Service Agreements are required in the hiring of a Service Provider. They protect the rights of both Parties and outline behavioural and contractual obligations. They also contain a major inequity which, especially since COVID, has caused frustration to Participants and cost to the NDIS.
All Service Agreements include a Cancellation Clause to the effect that if a Participant cancels within 24 hours of an appointment, they are still charged the same rate as they would have been if the service was performed. This is regardless of whether there is any cost to the SP. In most cases, employees are casuals, meaning they personally lose income, but in fact the SP may make more from a cancellation than if the support was actually provided.
On the other side however, where an SP cancels within 24 hours, the penalty still goes to the Participant. In many cases, the support needs to be replaced by someone else, even if a family member needs to take the day off to cover the shift. Otherwise, they go without that support. That it was funded in the first place, confirms it was reasonable and necessary to the Participant.
Recommendation 10.4: Where an SP cancels within 24 Hours of an appointment, without offering an acceptable (to the Participant) alternative, a credit for that support must be given.

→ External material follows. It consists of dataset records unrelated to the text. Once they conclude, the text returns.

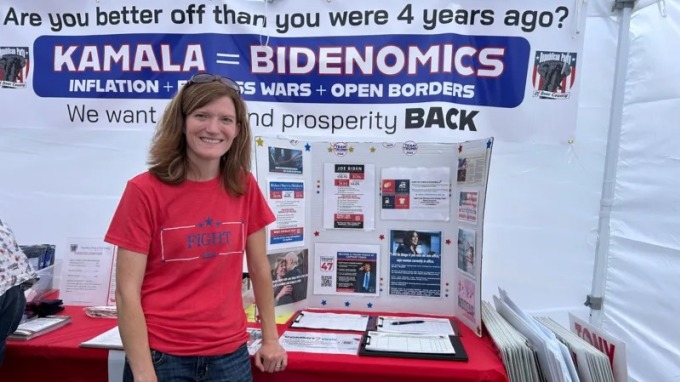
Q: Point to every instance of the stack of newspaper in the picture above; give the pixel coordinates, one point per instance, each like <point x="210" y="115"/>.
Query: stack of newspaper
<point x="518" y="356"/>
<point x="593" y="365"/>
<point x="553" y="357"/>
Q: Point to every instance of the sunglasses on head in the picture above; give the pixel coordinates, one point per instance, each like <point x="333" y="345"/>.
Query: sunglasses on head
<point x="203" y="78"/>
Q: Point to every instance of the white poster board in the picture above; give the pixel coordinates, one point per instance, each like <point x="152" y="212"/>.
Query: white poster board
<point x="391" y="227"/>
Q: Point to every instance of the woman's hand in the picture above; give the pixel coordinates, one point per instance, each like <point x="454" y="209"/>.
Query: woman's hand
<point x="271" y="357"/>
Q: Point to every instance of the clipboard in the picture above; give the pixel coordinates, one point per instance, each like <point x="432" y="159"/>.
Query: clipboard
<point x="460" y="353"/>
<point x="376" y="324"/>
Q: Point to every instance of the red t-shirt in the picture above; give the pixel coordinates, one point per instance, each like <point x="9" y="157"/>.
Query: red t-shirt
<point x="194" y="235"/>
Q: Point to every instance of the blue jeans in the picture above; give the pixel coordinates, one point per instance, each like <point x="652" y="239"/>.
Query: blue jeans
<point x="12" y="306"/>
<point x="234" y="367"/>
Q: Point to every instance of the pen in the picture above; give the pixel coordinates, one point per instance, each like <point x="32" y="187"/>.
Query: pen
<point x="408" y="322"/>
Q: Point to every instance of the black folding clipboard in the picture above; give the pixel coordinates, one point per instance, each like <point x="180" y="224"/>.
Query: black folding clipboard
<point x="460" y="355"/>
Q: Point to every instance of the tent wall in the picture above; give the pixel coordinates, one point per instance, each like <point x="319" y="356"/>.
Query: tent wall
<point x="542" y="206"/>
<point x="643" y="272"/>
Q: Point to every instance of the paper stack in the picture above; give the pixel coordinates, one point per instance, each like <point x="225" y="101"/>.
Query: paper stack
<point x="518" y="356"/>
<point x="592" y="364"/>
<point x="553" y="356"/>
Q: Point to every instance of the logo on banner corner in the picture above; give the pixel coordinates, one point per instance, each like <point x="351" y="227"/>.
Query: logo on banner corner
<point x="554" y="74"/>
<point x="340" y="149"/>
<point x="15" y="65"/>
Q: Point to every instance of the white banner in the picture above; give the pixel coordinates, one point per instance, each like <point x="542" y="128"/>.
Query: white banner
<point x="385" y="70"/>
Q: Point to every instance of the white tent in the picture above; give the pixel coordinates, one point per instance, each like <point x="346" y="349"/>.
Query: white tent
<point x="543" y="202"/>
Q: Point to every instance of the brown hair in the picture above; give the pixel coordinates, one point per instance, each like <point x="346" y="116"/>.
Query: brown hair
<point x="168" y="159"/>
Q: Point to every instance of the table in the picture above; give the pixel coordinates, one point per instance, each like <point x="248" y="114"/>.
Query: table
<point x="57" y="356"/>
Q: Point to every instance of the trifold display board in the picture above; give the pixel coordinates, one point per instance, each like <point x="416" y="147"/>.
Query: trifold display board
<point x="385" y="227"/>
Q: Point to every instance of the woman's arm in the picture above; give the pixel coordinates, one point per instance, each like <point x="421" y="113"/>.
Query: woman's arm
<point x="271" y="353"/>
<point x="130" y="267"/>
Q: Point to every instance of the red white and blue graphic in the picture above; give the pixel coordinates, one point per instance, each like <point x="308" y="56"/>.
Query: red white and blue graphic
<point x="15" y="65"/>
<point x="554" y="74"/>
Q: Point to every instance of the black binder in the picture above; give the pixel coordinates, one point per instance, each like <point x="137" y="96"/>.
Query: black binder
<point x="460" y="355"/>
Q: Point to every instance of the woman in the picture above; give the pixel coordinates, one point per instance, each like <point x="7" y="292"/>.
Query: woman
<point x="181" y="230"/>
<point x="282" y="292"/>
<point x="409" y="245"/>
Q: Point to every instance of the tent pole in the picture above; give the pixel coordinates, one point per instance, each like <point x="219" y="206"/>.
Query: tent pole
<point x="595" y="299"/>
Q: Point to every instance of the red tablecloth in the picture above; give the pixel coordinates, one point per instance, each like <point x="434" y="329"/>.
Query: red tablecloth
<point x="57" y="356"/>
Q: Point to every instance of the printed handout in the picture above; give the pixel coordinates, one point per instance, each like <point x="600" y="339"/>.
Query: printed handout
<point x="346" y="269"/>
<point x="467" y="206"/>
<point x="287" y="200"/>
<point x="349" y="196"/>
<point x="415" y="263"/>
<point x="289" y="276"/>
<point x="325" y="343"/>
<point x="415" y="193"/>
<point x="88" y="273"/>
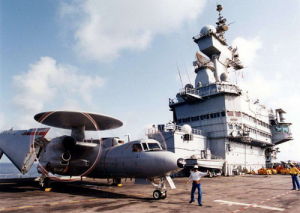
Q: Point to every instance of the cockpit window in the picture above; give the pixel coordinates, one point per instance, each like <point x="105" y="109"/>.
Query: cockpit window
<point x="145" y="146"/>
<point x="154" y="146"/>
<point x="136" y="147"/>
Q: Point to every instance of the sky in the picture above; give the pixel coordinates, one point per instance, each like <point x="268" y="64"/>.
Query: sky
<point x="121" y="58"/>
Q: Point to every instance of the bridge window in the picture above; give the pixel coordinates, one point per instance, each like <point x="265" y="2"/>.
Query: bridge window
<point x="136" y="147"/>
<point x="145" y="146"/>
<point x="154" y="146"/>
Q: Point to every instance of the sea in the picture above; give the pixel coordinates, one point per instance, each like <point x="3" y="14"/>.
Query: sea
<point x="9" y="171"/>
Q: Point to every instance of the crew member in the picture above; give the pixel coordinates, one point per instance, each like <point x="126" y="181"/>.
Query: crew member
<point x="294" y="174"/>
<point x="195" y="177"/>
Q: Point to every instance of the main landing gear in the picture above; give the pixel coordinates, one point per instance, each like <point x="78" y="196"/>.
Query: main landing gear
<point x="158" y="194"/>
<point x="161" y="191"/>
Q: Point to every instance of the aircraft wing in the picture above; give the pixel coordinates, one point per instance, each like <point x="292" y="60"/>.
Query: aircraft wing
<point x="22" y="146"/>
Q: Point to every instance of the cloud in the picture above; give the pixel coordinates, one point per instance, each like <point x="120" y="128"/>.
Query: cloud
<point x="47" y="81"/>
<point x="102" y="29"/>
<point x="247" y="49"/>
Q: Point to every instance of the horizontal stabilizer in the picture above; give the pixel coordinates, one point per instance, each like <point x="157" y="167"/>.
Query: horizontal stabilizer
<point x="19" y="146"/>
<point x="141" y="181"/>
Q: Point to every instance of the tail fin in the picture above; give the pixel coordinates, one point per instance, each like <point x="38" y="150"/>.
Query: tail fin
<point x="18" y="146"/>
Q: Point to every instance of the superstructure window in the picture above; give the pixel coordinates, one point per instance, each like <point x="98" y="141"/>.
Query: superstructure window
<point x="154" y="147"/>
<point x="136" y="147"/>
<point x="145" y="147"/>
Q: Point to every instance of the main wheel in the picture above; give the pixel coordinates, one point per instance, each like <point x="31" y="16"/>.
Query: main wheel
<point x="157" y="194"/>
<point x="164" y="195"/>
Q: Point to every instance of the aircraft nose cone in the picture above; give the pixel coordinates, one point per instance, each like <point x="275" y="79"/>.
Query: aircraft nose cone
<point x="181" y="162"/>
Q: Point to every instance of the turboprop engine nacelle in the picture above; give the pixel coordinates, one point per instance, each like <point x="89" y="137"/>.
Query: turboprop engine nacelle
<point x="59" y="154"/>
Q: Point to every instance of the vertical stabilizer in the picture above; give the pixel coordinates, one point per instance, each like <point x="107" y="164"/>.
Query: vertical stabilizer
<point x="19" y="146"/>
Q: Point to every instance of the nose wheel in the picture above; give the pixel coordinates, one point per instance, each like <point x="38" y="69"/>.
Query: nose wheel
<point x="158" y="194"/>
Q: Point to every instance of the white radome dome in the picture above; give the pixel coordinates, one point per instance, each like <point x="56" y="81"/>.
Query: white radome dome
<point x="187" y="129"/>
<point x="208" y="29"/>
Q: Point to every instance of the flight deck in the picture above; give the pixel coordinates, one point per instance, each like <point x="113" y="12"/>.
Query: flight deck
<point x="251" y="193"/>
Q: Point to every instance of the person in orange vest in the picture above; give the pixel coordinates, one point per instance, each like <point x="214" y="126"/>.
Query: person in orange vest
<point x="195" y="177"/>
<point x="294" y="174"/>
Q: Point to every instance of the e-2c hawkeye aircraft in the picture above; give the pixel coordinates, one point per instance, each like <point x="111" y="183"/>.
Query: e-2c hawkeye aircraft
<point x="74" y="155"/>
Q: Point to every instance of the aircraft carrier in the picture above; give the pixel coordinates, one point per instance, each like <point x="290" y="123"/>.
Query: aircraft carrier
<point x="215" y="122"/>
<point x="216" y="125"/>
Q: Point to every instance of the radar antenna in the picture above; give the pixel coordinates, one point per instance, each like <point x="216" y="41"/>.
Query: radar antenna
<point x="221" y="24"/>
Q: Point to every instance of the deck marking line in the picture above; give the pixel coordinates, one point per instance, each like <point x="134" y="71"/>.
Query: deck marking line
<point x="249" y="205"/>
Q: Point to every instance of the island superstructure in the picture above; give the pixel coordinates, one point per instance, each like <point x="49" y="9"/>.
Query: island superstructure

Ableism is built into our employment system. In most cases, to work full-time, you have to show up to your workplace inside certain hours. That might be logical if you work in a factory, but for so many other jobs, so much can be handled from elsewhere. COVID taught us that!
For those with disabilities, full time work is not always possible due to care requirements and thus the ability to work is severely limited. At the same time, for those whose employment experience is at a senior level, almost all positions require that full time commitment, leaving that potential untapped.
By not providing opportunities to take advantage of this expertise, businesses in general, but especially the NDIA, are doing themselves and Participants a disservice.
This needs to be addressed by the NDIA and insidethe NDIA.
Recommendation 11.1: The NDIA actively review their employment practises to identify positions that can be part time, casual and/or home based. Suggested areas are
- Planners/Delegates
- Policy/guidelines
- Training
- Advisory
Recommendation 11.2: Other employers be encouraged to apply the same principles in their own operations potentially through Tax Incentives and Grants.